Saturday, July 19, 2008

Make healthy coleslaw with fresh berries and pecans

The New York Times recently included cabbage on a list of "The 11 Best Foods You Aren't Eating." Cabbage, the story said, is "loaded with nutrients like sulforaphane, a chemical said to boost cancer-fighting enzymes." I don't know what sulforaphane is, but I'm all for boosting any enzymes that might come in handy. On a related note, I've been trying to think of interesting things to do with berries. So I created this recipe, which calls for cabbage, fresh fruit and fat-free vinaigrette. It's yummy.

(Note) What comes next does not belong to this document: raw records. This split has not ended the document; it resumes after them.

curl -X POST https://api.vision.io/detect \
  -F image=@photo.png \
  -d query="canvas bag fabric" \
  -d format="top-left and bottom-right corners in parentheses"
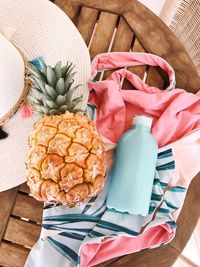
top-left (26, 53), bottom-right (200, 267)
top-left (88, 52), bottom-right (200, 147)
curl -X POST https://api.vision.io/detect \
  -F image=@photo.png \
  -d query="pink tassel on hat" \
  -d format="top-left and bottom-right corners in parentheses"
top-left (21, 103), bottom-right (33, 118)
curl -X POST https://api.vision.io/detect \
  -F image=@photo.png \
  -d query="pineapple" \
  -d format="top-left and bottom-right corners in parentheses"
top-left (26, 61), bottom-right (106, 207)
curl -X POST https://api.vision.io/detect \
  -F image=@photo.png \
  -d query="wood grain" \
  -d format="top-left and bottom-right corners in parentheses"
top-left (107, 245), bottom-right (179, 267)
top-left (146, 67), bottom-right (167, 90)
top-left (111, 17), bottom-right (134, 52)
top-left (0, 187), bottom-right (18, 242)
top-left (76, 7), bottom-right (98, 46)
top-left (170, 173), bottom-right (200, 253)
top-left (54, 0), bottom-right (129, 14)
top-left (19, 183), bottom-right (30, 194)
top-left (4, 217), bottom-right (41, 248)
top-left (90, 12), bottom-right (117, 59)
top-left (12, 194), bottom-right (43, 223)
top-left (53, 0), bottom-right (80, 24)
top-left (0, 0), bottom-right (200, 267)
top-left (0, 242), bottom-right (29, 267)
top-left (123, 0), bottom-right (200, 92)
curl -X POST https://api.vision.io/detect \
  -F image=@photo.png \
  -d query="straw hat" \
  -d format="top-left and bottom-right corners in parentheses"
top-left (0, 0), bottom-right (90, 191)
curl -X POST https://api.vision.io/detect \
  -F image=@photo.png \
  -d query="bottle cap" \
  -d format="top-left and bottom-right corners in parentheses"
top-left (132, 115), bottom-right (153, 128)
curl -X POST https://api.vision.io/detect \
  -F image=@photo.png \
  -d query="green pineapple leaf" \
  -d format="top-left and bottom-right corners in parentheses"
top-left (47, 66), bottom-right (57, 87)
top-left (56, 78), bottom-right (65, 95)
top-left (45, 84), bottom-right (57, 100)
top-left (54, 61), bottom-right (62, 79)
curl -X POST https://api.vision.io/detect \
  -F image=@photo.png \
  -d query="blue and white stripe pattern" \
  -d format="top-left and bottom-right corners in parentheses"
top-left (25, 146), bottom-right (186, 267)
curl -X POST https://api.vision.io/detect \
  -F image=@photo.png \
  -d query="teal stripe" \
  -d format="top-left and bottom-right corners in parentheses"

I'm marinating chicken in the same raspberry dressing to grill and serve with this salad for supper tonight. Should make for a pretty healthy dinner.

Fruit Coleslaw with Raspberry Dressing

1 10-ounce bag angel hair shredded cabbage
1 cup strawberries
1 cup blueberries
1/2 cup raspberries
1 cup grapes
1 cup fat-free raspberry vinaigrette (I used Ken's Steak House Fat-Free Raspberry-Pecan dressing)
1/2 cup chopped pecans.

Combine all ingredients. Chill for an hour or until ready to serve.

2 comments:

Linda said...

my husband and I are trying to watch what we eat and lose weight. This recipe looks delish! Had to print it out!

Anonymous said...

Love your veggie-fruit combi. Looks yummy.